The womb is not the only place where the girl child is at a disadvantage. Data from sick newborn care units (SNCU) across the country for the last three years, shows families are reluctant to seek treatment when a premature or very sick baby is a girl, experts say.
The Ministry of Health and Family Welfare — where the SNCU data is available — has flagged the issue and even written to states, but without tangible results so far. The data shows a 60-40 per cent breakup of boys and girls, even after accounting for 919 girls per 1,000 boys national sex ratio at birth (SRB).
An integral part of India’s plan to control infant mortality, SNCUs are fully equipped paediatric ICUs meant for newborns up to the age of 28 days (neonates). At present, there are 700 SNCUs in the country — more than one in each district. In 2015-16, 58.6 per cent of babies admitted in these units were boys and in 2016-17 and 2017-18, boys accounted for 58.8 per cent.
Dr Vinod Paul, NITI Aayog member and former professor of paediatrics at the All India Institute of Medical Sciences (AIIMS), says, “The ratio should be nearly equal, because we expect serious illnesses at birth to be nearly equal for boys and girls. This clearly shows poor care-seeking behaviour on the part of families when it is a girl child.”
“It is not a health issue. It is a social and a community issue. Sex ratio at birth can only partially account for this but the disparity is too big really.
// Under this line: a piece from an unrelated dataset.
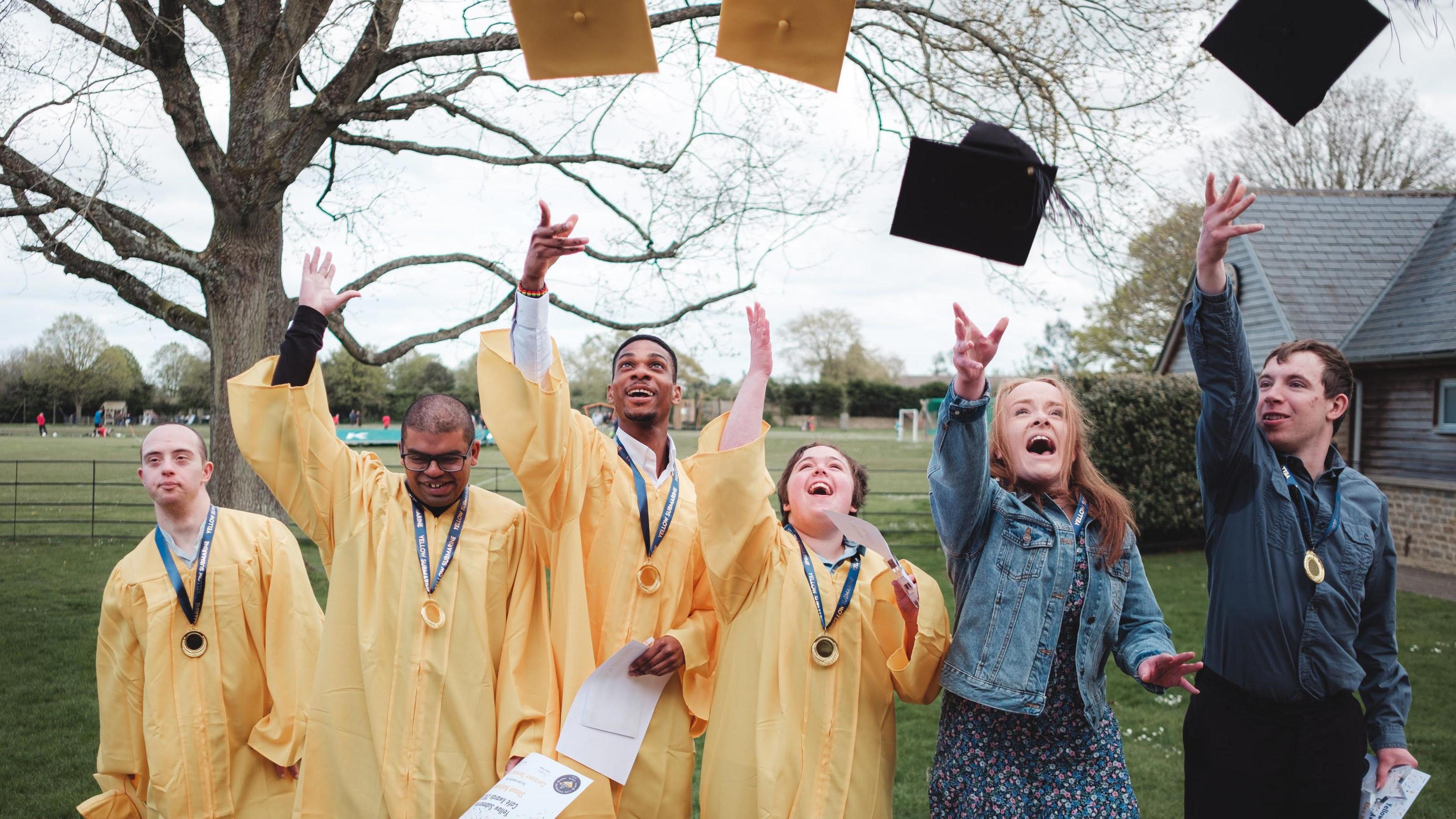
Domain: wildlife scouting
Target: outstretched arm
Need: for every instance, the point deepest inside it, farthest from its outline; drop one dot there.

Just the SRB cannot account for that,” he says. According to Dr Paul, families’ reluctance to seek medical advice for the girl child is something he encountered in his own medical practice too. He says, “Look at heart surgeries and you will see that an overwhelming number of boys undergo them.”
The SNCU numbers are also in line with findings in this year’s Economic Survey that 21 million girls in India are unwanted — girls whose parents wanted a boy but had a girl instead. The number was determined by looking at the sex ratio of the last child (SRLC), which is heavily male-skewed, indicating that parents keep having children until they get the desired number of sons.
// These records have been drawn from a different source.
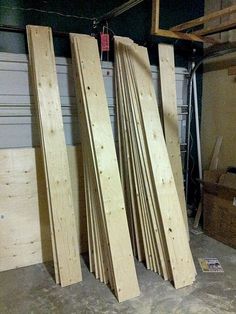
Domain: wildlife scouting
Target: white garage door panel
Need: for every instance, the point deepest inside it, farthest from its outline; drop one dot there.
(18, 127)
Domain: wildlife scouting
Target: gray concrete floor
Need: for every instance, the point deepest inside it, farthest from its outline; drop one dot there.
(32, 289)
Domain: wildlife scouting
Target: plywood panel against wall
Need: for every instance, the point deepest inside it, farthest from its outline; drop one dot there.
(24, 223)
(219, 111)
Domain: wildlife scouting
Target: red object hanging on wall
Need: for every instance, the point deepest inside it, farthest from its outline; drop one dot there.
(105, 42)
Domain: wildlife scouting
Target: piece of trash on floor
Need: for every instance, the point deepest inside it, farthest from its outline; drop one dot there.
(210, 265)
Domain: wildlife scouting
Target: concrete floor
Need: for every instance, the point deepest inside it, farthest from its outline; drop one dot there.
(32, 289)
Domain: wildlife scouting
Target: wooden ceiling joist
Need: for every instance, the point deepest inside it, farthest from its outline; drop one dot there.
(199, 35)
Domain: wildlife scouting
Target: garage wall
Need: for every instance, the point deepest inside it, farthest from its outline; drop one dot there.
(219, 98)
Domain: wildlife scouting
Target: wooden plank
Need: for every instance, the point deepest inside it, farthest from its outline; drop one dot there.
(181, 261)
(24, 209)
(155, 16)
(150, 230)
(171, 130)
(100, 138)
(42, 62)
(203, 19)
(184, 36)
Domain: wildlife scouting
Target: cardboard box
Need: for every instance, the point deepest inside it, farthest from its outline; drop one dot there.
(219, 201)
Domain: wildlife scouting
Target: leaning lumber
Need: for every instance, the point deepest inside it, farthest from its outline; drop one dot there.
(59, 193)
(110, 251)
(171, 129)
(151, 195)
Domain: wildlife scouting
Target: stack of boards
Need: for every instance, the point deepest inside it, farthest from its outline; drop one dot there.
(157, 225)
(110, 250)
(64, 236)
(153, 206)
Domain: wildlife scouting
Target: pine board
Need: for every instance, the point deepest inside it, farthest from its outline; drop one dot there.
(42, 61)
(104, 163)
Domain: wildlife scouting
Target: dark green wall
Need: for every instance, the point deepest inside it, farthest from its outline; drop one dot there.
(134, 23)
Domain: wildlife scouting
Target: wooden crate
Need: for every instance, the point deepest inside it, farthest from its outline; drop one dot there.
(220, 212)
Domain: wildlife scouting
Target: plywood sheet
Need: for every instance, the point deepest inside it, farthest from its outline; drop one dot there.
(24, 222)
The idea is based on papers published in 2017 by development economist Seema Jayachandran of Northwestern University in the US. While the ‘son meta preference’ does not lead to sex-selective abortion, as Jayachandran’s paper points out, it is “detrimental to female children because it may lead to fewer resources devoted to them”.
Manoj Jhalani, additional secretary and mission director of the National Health Mission and Ayushman Bharat, says, “We have drawn the attention of states to this gender skew and requested them to make sure that girl newborns make it to the SNCUs when required. They should not be neglected; in fact special attention should be given to the girl child.”
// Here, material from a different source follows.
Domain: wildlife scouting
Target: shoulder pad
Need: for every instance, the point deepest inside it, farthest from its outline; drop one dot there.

“The ideal ratio is supposed to be 50-50 but under no circumstances should it go below 53-47. There is a possibility that probably parents are not paying adequate attention to the premature girl child or when the girl child is suffering from common neonatal afflictions such as infections,” he says.
At 640,000 newborn child deaths in 2016, India has the largest number of babies dying in the world, according to a recent UNICEF report. The neonatal mortality rate in India currently stands at 39 per 1,000 live births. Neonatal mortality is defined as death within the first four weeks of life.